Sang raja tersenyum miring, "Bagus. Tidak sia-sia aku menghabisi mereka."

"Oh iya, apa kau tidak menemukan tanda-tanda bayi itu di sana?" sambungnya lagi.

"Tidak Yang Mulia. Bahkan selama hamba mengawasi di sana, tidak ada seorang pun yang berani mencari masalah dengan prajurit kerajaan. Mereka hanya bekerja sesuai dengan Yang Mulia perintahkan."

Tarachandra kini bangkit dari singgasananya. Ia berjalan tegap menghampiri pria yang setia mengabdi kepadanya.

"Berdirilah Suma!" Pria itu berdiri, menampakkan tubuh tinggi kekarnya yang hampir setara dengan sang raja.

"Kau memang sahabatku, Suma. Hanya kau yang bisa aku andalkan," ucap Tarachandra menepuk pundak Suma.

"Terima kasih Yang Mulia, hamba hanya melaksanakan kewajiban hamba," ucap Suma.

Tarachandra tertawa pelan mendengar ucapan Suma, "Kau memang tidak pernah berubah, patih. Beristirahatlah, kau pasti lelah setelah menempuh perjalanan jauh."

"Baik Yang Mulia," pria itu lantas membungkuk sebelum berbalik. Namun, baru beberapa saat ia melangkah Suma kembali berbalik.

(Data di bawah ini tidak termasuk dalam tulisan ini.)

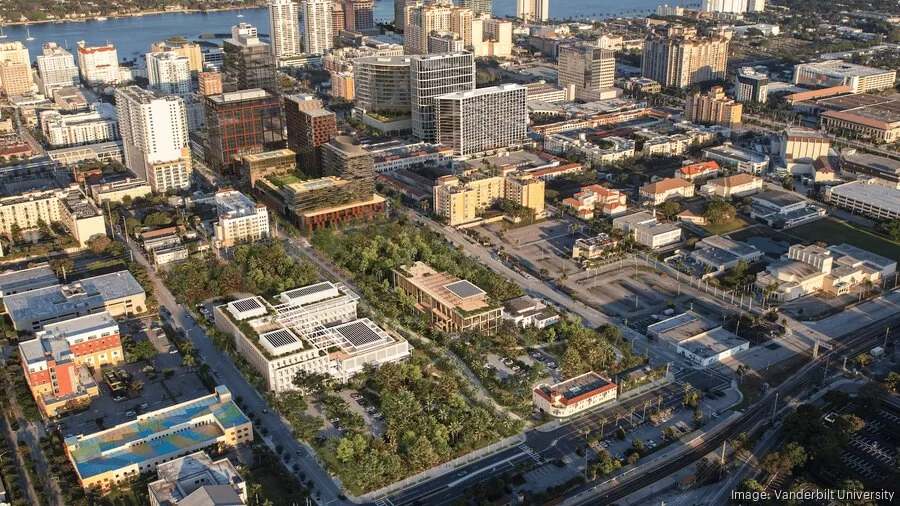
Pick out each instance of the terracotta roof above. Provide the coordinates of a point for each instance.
(699, 168)
(735, 180)
(665, 185)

"Ada yang akan kau sampaikan lagi, Suma?"

Suma, kembali menghampiri sang raja yang sekaligus sahabatnya itu, "Mohon ampun Yang Mulia, tapi bagaimana dengan bayi itu? Apa hamba harus kembali melakukan pencarian?"

Tarachandra memperlihatkan seringainya. Mendengar pertanyaan Suma membuat tatapan remeh Tarachandra juga terlihat.

"Kau tidak perlu melakukan hal itu. Aku sudah menyusun rencana dengan Yuwaraja."

"Tapi Yang Mulia, bukankah sampai saat ini kita tidak mengetahui keadaan bayi itu? Hamba khawatir jika bayi itu kembali, Yang Mulia," tanya Suma khawatir.

"Aku mengerti kekhawatiranmu itu, Suma. Tapi, akan lebih baik jika kita mencegah kebangkitan Garuda daripada harus memikirkan kembalinya bayi itu." Suma menautkan alisnya, tidak mengerti dengan ucapan rajanya.

"Berlian suci itu. Jika berlian itu ada di tanganku, dia tak akan bisa melakukan apa-apa. Dia tidak akan bisa membuktikan jika Dia adalah keturunan Santika. Lagi pula, siapa yang mau percaya pada dongeng yang sudah lama terkubur itu?" jelas Tarachandra lagi.

"Jika memang begitu izinkanlah hamba untuk mencari berlian suci itu, Yang Mulia," mohon Suma sembari berjongkok penuh hormat.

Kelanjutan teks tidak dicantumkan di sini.